TIPS: Tracking Integer-Pointer Value Flows for C++ Member Function Pointers

Abstract

C++ is crucial in software development, providing low-level memory control for performance and supporting object-oriented programming to construct modular, reusable code structures. Consequently, tackling pointer analysis for C++ becomes challenging, given the need to address these two fundamental features. A relatively unexplored research area involves the handling of C++ member function pointers. Previous efforts have tended to either disregard this feature or adopt a conservative approach, resulting in unsound or imprecise results. C++ member function pointers, handling both virtual (via virtual table indexes) and non-virtual functions (through addresses), pose a significant challenge for pointer analysis due to the mix of integers and pointers, often resulting in unsound or imprecise analysis. We introduce TIPS, the first pointer analysis that effectively manages both pointers and integers, offering support for C++ member function pointers by tracking their value flows.
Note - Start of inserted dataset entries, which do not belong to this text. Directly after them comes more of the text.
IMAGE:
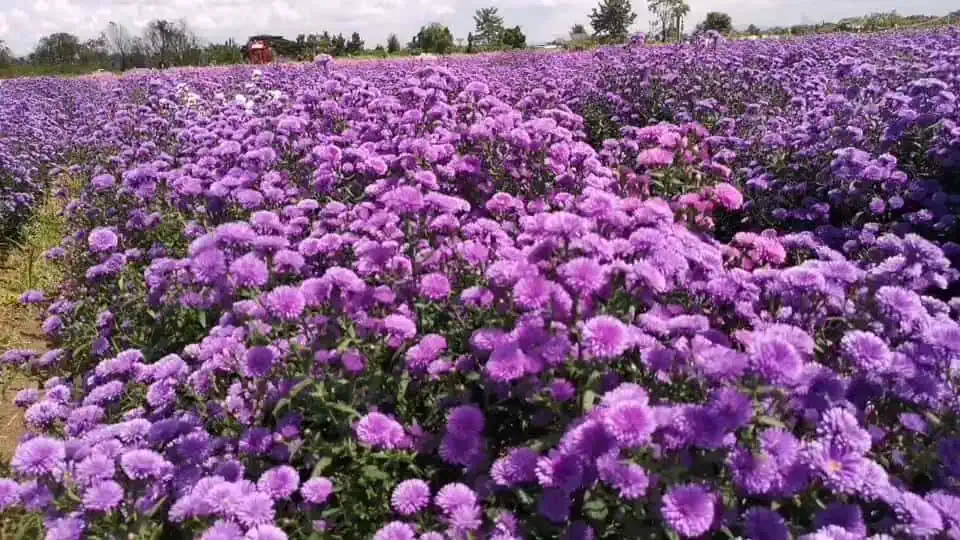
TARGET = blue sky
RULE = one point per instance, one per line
(22, 22)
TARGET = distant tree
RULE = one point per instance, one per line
(678, 12)
(433, 38)
(93, 52)
(355, 45)
(118, 42)
(59, 48)
(159, 37)
(393, 44)
(668, 17)
(718, 21)
(338, 45)
(513, 38)
(489, 27)
(323, 43)
(6, 55)
(224, 53)
(611, 19)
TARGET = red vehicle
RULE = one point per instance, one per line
(260, 52)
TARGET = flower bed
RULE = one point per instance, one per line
(348, 301)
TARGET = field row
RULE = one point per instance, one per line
(641, 292)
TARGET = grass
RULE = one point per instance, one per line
(23, 267)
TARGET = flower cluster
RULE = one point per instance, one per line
(398, 300)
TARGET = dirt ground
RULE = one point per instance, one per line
(19, 328)
(22, 268)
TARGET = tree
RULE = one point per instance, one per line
(355, 45)
(513, 38)
(489, 27)
(222, 54)
(611, 19)
(159, 37)
(717, 21)
(678, 11)
(6, 55)
(433, 38)
(338, 45)
(59, 48)
(118, 41)
(93, 52)
(393, 44)
(668, 17)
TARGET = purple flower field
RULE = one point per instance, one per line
(665, 292)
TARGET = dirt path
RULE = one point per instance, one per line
(24, 268)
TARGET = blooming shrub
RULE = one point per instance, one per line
(328, 301)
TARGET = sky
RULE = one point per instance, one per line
(23, 22)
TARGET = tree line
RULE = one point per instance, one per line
(165, 43)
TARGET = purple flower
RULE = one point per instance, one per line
(258, 361)
(317, 490)
(776, 359)
(688, 509)
(765, 524)
(435, 286)
(728, 196)
(31, 297)
(866, 351)
(605, 337)
(465, 421)
(847, 516)
(102, 240)
(399, 329)
(9, 493)
(410, 497)
(554, 504)
(103, 496)
(396, 530)
(209, 266)
(655, 158)
(918, 518)
(379, 431)
(519, 466)
(507, 362)
(38, 456)
(285, 303)
(265, 532)
(249, 271)
(222, 530)
(254, 509)
(562, 390)
(67, 528)
(454, 495)
(631, 423)
(279, 482)
(144, 464)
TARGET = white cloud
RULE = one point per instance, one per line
(23, 22)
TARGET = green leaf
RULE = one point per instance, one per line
(324, 462)
(770, 421)
(344, 408)
(596, 509)
(589, 397)
(373, 473)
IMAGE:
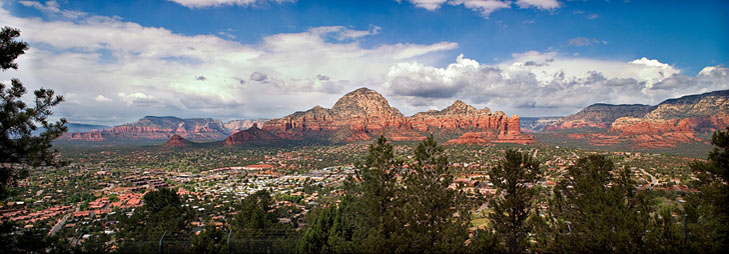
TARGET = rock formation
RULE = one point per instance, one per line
(357, 116)
(163, 128)
(689, 119)
(364, 114)
(600, 116)
(176, 141)
(239, 125)
(252, 136)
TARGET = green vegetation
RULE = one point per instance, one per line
(19, 148)
(514, 176)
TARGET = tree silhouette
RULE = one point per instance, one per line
(20, 150)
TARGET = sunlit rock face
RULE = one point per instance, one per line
(364, 114)
(672, 122)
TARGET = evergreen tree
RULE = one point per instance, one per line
(19, 148)
(597, 209)
(708, 211)
(163, 211)
(211, 240)
(375, 198)
(514, 177)
(331, 230)
(256, 228)
(437, 217)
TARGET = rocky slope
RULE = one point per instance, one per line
(176, 141)
(689, 119)
(600, 116)
(364, 114)
(537, 124)
(162, 128)
(252, 136)
(239, 125)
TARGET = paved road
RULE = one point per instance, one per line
(654, 181)
(59, 225)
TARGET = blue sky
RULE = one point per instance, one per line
(529, 57)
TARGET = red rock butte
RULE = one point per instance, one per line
(364, 114)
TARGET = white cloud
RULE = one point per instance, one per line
(101, 98)
(155, 71)
(217, 3)
(51, 7)
(485, 7)
(430, 5)
(584, 41)
(535, 83)
(539, 4)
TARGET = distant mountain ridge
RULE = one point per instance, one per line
(164, 127)
(600, 115)
(364, 114)
(672, 122)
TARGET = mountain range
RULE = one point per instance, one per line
(162, 128)
(360, 115)
(688, 119)
(364, 114)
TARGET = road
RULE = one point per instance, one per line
(654, 182)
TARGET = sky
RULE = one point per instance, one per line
(116, 61)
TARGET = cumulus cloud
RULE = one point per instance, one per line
(584, 41)
(217, 3)
(539, 83)
(101, 98)
(95, 55)
(539, 4)
(257, 76)
(486, 7)
(430, 5)
(51, 7)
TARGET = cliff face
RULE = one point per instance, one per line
(252, 136)
(176, 141)
(162, 128)
(360, 114)
(688, 119)
(239, 125)
(600, 116)
(365, 114)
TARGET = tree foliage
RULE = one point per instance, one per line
(162, 212)
(437, 217)
(392, 208)
(597, 208)
(708, 211)
(256, 228)
(514, 177)
(19, 148)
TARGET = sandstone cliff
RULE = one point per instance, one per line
(364, 114)
(689, 119)
(252, 136)
(162, 128)
(600, 116)
(176, 141)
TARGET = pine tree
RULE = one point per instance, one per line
(19, 148)
(514, 177)
(708, 211)
(597, 208)
(376, 199)
(437, 217)
(162, 212)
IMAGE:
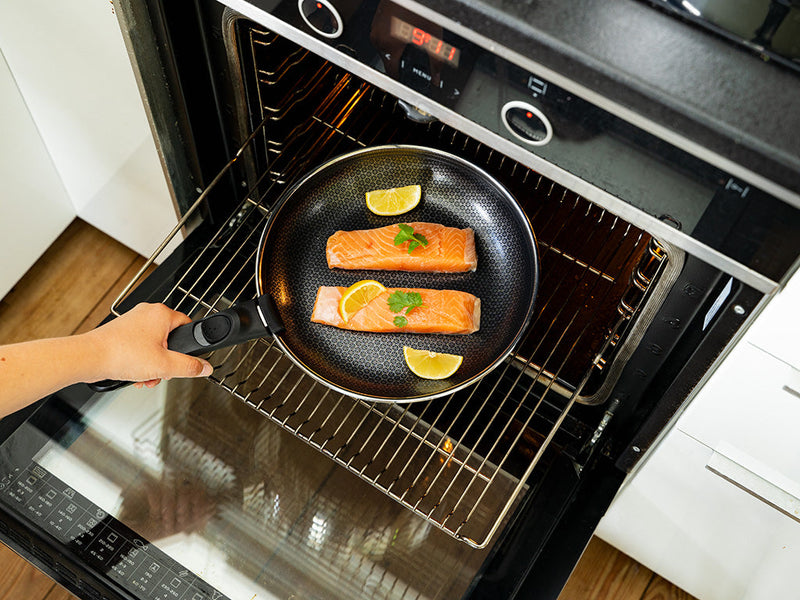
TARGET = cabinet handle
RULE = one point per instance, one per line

Our evaluation on TIPS demonstrates its accuracy in identifying C++ member function call targets, a task where other tools falter, across fourteen large C++ programs from SPEC CPU, Qt, LLVM, Ninja, and GoogleTest, while maintaining low analysis overhead. In addition, our micro-benchmark suite, complete with ground truth data, allows for precise evaluation of points-to information for C++ member function pointers across various inheritance scenarios, highlighting TIPS's precision enhancements.